In June, Charlotte resident Andy Ball headed to the South Carolina coast for a summer escape.

“We were down with five other friends on a reunion of sorts – South Mecklenburg High School class of 1985,” Ball said. During the trip, Georgetown Coastal Adventures’ Captain Dan Scarborough took Ball and his friends out to the Winyah Bay jetties to target large red drum.

The friends got what they came for – including a three-and-a-half-foot bull red that topped out at 30 pounds, which Ball reeled in after a challenging fight.

The fishermen could tell it had been caught before: a plastic yellow tag protruded from the spottail’s back.

Tags are thin, nylon cords that let biologists track fish and other marine animals. Each tag has a unique number identifying that fish and the SCDNR number to call and report recaptures. Since the 1970s, SCDNR biologists have operated a volunteer tagging program whereby recreational anglers can turn their fishing trips into valuable scientific information by tagging the fish they’re already catching and releasing. Using a specialized tagging device, researchers and volunteer anglers typically insert the tag into the muscle of a fish just by the dorsal fin. Harmless to the fish, the tags can remain anchored there for decades as the fish grows.

Andy Ball contacted SCDNR’s tagging coordinator, Morgan Hart, to report the tag number and details of the red drum he’d recaptured. Every time a tagged fish is reported, Hart sends detailed updates about the fish’s history to both the original taggers and the recapturers. It’s a neat way to see where a particular fish has traveled since you last saw it.
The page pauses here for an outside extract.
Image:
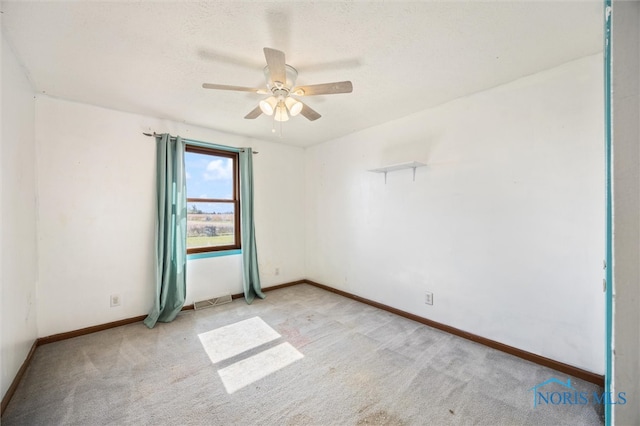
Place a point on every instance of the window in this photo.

When Hart ran the fish’s history, she was amazed – it had first been tagged over 21 years prior.

“I could tell right away that the tag report was special,” Hart said. “The tag number was different than anything I had seen recaptured before. Once I realized how long ago it was tagged, I think my mouth literally fell open.”

“I reached out to the original tagger, Kevin Mischke, and he was delighted to hear that one of his fish was still contributing to the population,” Hart said.
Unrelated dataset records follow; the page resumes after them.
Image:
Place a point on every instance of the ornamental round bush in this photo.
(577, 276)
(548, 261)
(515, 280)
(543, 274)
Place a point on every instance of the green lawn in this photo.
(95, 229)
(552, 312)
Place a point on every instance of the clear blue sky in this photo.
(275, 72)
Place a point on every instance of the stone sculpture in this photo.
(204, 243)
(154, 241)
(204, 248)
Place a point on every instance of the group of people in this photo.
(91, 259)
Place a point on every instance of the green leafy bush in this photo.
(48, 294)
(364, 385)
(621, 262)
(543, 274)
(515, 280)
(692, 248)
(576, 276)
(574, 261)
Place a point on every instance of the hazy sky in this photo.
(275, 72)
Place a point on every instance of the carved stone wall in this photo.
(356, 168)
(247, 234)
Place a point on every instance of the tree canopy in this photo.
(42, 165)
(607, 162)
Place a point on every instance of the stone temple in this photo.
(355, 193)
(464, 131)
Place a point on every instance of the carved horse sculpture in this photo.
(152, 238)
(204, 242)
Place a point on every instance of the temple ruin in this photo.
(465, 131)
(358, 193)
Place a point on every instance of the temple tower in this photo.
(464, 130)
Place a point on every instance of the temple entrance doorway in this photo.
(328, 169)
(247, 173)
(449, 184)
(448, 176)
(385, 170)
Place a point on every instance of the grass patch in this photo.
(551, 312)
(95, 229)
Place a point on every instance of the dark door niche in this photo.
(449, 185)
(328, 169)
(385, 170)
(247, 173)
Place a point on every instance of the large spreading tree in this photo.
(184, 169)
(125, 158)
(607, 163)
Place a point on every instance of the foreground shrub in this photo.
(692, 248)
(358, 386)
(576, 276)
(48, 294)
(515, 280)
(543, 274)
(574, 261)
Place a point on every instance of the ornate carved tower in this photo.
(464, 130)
Mischke was an active volunteer tagger from 1990 to 2006. In 1997, he’d caught a large red drum at Wappoo Cut, near his home on James Island. Mischke tagged the fish with a yellow, nylon tag labeled ‘A033559.’

When Mischke caught it, the red drum was already a mature fish at 35 inches – meaning he/she is now likely to be well older than 21 years of age. SCDNR research has shown red drum are impressively long-lived fish, with biologists documenting fish up to 40 years old.
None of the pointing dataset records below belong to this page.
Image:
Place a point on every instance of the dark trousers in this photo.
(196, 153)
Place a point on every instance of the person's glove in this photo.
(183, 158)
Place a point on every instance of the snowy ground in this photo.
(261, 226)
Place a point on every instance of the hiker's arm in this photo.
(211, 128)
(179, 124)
A decade later, redfish ‘A033559’ showed up once again in the records, when angler Warren Wood caught and measured the fish in 2008. By this time, the red drum had grown five inches and migrated to Georgetown, where Wood reported catching it off the Winyah Bay jetties.

And that’s exactly where Andy Ball caught the fish this summer – no larger this time, but another decade older.